Aug 9, 2008

World - Interpreter of Jihad

What is jihad? From an India-Pakistan perspective, few people can answer this question better than Pakistani-American writer and Mary Richardson professor of history at Tufts University, Ayesha Jalal.

Her latest book, Partisans of Allah: Meanings of Jihad in South Asia (2008), puts this core concept of Islam in perspective for the subcontinental audience.

Jalal began her India tour last week with a talk on the subject at New Delhi’s India International Centre.

This doubled up as her first book launch ever despite authoring as many as seven books. “Historians don’t need book launches,” she says, “politicians do.”
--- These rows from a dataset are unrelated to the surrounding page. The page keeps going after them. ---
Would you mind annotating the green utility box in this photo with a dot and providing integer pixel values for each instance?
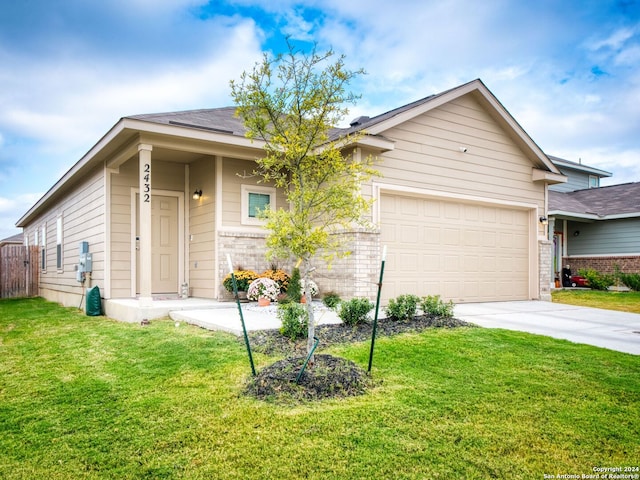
(94, 302)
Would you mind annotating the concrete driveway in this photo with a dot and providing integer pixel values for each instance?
(603, 328)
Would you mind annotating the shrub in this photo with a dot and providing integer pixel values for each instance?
(294, 292)
(597, 281)
(279, 276)
(355, 311)
(331, 300)
(263, 288)
(294, 320)
(403, 308)
(243, 279)
(434, 305)
(631, 280)
(312, 289)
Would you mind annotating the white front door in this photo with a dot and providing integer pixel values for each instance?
(164, 245)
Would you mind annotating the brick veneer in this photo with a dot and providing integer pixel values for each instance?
(627, 264)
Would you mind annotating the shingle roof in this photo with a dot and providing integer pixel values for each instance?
(602, 201)
(221, 120)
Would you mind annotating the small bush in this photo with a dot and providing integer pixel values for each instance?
(294, 320)
(355, 311)
(331, 300)
(631, 280)
(403, 308)
(434, 305)
(597, 280)
(294, 291)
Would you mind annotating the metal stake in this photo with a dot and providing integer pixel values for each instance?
(375, 319)
(244, 328)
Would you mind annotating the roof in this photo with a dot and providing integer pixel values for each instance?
(614, 201)
(220, 126)
(564, 163)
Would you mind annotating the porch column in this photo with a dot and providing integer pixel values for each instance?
(552, 228)
(144, 217)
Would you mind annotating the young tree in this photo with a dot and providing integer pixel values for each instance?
(291, 102)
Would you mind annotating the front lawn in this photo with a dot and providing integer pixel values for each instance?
(87, 397)
(622, 301)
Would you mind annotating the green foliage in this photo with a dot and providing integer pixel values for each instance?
(631, 280)
(294, 292)
(403, 307)
(294, 320)
(434, 305)
(597, 280)
(355, 311)
(291, 102)
(331, 300)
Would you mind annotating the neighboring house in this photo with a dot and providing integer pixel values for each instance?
(593, 227)
(458, 205)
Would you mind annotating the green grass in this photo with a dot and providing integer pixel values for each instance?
(622, 301)
(87, 397)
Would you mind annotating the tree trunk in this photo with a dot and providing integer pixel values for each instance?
(312, 323)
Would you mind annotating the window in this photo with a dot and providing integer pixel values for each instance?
(59, 243)
(254, 200)
(43, 248)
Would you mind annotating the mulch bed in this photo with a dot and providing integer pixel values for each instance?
(329, 376)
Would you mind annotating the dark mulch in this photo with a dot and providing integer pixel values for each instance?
(328, 376)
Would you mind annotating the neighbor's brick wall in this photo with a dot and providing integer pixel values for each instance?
(627, 264)
(544, 261)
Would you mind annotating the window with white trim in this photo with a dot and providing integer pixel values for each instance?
(59, 243)
(255, 199)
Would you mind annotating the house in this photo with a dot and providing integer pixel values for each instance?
(162, 199)
(593, 227)
(13, 240)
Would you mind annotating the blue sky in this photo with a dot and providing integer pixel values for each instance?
(568, 71)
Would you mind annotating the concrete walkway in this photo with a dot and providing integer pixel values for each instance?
(602, 328)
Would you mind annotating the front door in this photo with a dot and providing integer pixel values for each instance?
(164, 245)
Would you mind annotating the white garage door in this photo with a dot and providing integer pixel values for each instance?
(464, 252)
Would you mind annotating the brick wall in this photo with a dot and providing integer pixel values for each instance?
(544, 262)
(627, 264)
(354, 275)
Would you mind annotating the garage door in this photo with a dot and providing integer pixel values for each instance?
(464, 252)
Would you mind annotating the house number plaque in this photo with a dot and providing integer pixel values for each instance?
(146, 186)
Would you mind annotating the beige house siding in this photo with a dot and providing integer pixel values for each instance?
(427, 155)
(166, 176)
(83, 218)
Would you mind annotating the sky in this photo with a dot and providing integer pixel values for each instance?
(567, 70)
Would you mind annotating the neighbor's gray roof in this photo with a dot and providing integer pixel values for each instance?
(602, 201)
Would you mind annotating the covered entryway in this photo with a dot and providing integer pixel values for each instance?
(164, 245)
(463, 251)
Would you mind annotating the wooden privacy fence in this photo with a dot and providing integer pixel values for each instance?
(19, 271)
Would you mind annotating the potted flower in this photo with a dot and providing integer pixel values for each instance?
(264, 290)
(243, 280)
Diminutive and small-framed, but with good-looking angular features typical of Lahore women, Jalal hardly looks like one who can ruffle feathers. But you have to know who she is. Her ancestry is legendary: she is the grandniece of well-known Urdu writer Sadaat Hasan Manto. Her qualifications are thoroughbred: a BA from Wellesley; and PhD from Trinity College, Cambridge.

Jalal’s credentials earned her a MacArthur Foundation Fellowship worth $265,000. Many people found it strange that a Pakistani was teaching Indian history on a global platform.

History may be cast in stone, but historians are all about posturing. Jalal enraged her countrymen when she stated that Mohammed Ali Jinnah had “feet of clay” and that he never actually wanted a separate Muslim state.

Then another torrid saga played out. Jalal shocked the US academia when she sued Columbia University alleging bias after her tenure as professor there was discontinued. She alleged that a lobby of faculty members from India objected to a Pakistani woman teaching Indian history and had “blocked her tenure application”.

Jalal opposed Columbia’s decision to accept a windfall grant from the Hinduja group to set up an institute for India studies. A federal judge in New York’s Southern District dismissed her case because the evidence of bias was, though “suggestive”, rather “thin”.

As a historian, Jalal is a rarity out of Pakistan. In the West, most subcontinental historians focus on India instead and along with Gardiner professor of history at Harvard, Sugata Bose, Jalal forms a formidable duo whose works have thrown bright flashes of light on the cultures of India and Pakistan. Now, we have a historical chance to know Jalal’s partisans of Allah, with her as their chief interpreter.

“Muslims have distorted the normative concept of jihad. The concept of jihad has changed throughout history, from being a spiritual exercise to a temporal one,” she tells the HT during a brief interview. As an original concept, it was meant to be a philosophical jadd-o-jehed or literally a struggle to live an ethical life.

“You are never born a Muslim. You struggle to become one,” she says.

As an armed struggle, jihad could have been called only by the state, upon the advice of the clergy and it could only be fought when Muslims were prevented from practising their religion. “And even then,” Jalal says, “it was meant to be taken up only if there was a reasonable degree of success assured.”

Jalal enters jihad from South Asia rather than from the Arab world. And how. The battle of Balakot, she says, was one prominent example. Syed Ahmad Shaheed of Rai Bareilly in UP fought the Sikhs, who — as allies of the British — had taken the North-West Frontier Province of Pakistan. Jalal uses instances from undivided India to show how the concept of jihad changed.

Now, “non-state actors” had entered the stage of jihad. It began to be fought for territorial purposes and would soon turn into a political weapon to wage war against perceived enemies of Islam. Finally, we would have self-styled jihadis. (Bin Laden?)

But then the two prominent figures who also took it up were Maulana Abul Kalam Azad, a member of the Congress, and Maulana Mawdudi, the founder of Pakistan's Jamaat-e-Islami. Even Mawdudi, considered a fountainhead of mujahideen-like organisations of today, maintained that jihad was duty of the state, and not any private individual or organisation. (al Qaida?)

Today’s jihad may be about the mujahideen and their bomb blasts, but this may change too. “As a historian, I cannot predict how,” she says and “it really depends on what actions we take today, which will determine the future.” Jihad, she argues, is an arrow that may well have missed its mark.